Delegating Grid Credentials to a Remote Workstation

  • To use GSI grid authentication from a remote workstation or non-TeraGrid cluster, the Globus Toolkit (or at least a subset therein) must be installed.
  • Grid credentials can then be passed to the remote client machine by using an existing TeraGrid- or NCSA-accepted X.509 certificate as the initial proxy.
    • Valid proxies can be issued and stored on a TeraGrid or NCSA MyProxy server then deligated to a remote system. Refer to NCSA's MyProxy Server page for instructions on configuring a local installation of MyProxy to connect to the NCSA server. Note: MyProxy is included in the Globus Toolkit.
    • Once a valid proxy certificate exists on a correctly configured host, GSI authentcation tools will automatically connect to hosts for which the user has been granted access.

Offsite Transfer Examples

SSH

The following transfers were performed from a Linux workstation outside of the NCSA domain. A valid NCSA-issued Kerberos ticket was obtained by running kinit thus enableing secure passwordless access to NCSA HPC resouces.

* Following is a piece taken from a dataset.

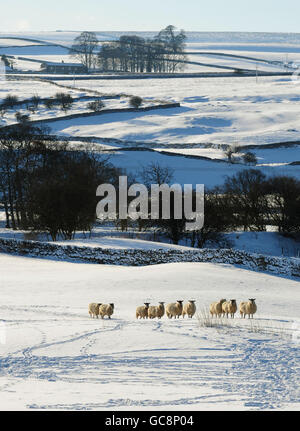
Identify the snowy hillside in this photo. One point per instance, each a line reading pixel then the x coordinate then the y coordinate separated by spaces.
pixel 57 357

Copy a local directory sturcture via streaming tar onto NCSA TeraGrid.
   $ tar -cf - tst/ | ssh user@tg-login4.ncsa.teragrid.org "tar xf -"
Copy a local directory into a tarball on Tungsten cluster.
   $ tar -cf - tst/ | ssh user@tuna.ncsa.uiuc.edu "cat > tit.tar"
FTP

With a valid NCSA Kerberos ticket, users can enjoy passwordless access to the NCSA Mass Storage System from a remote workstation.

Performance

Check with the network administrator of your local site for connectivity details and possible firewall and/or network bottlenecks that can lead to unexpected or inconsistent network bandwidth or functionality. Transfers can only take place as fast as the slowest component in the network chain.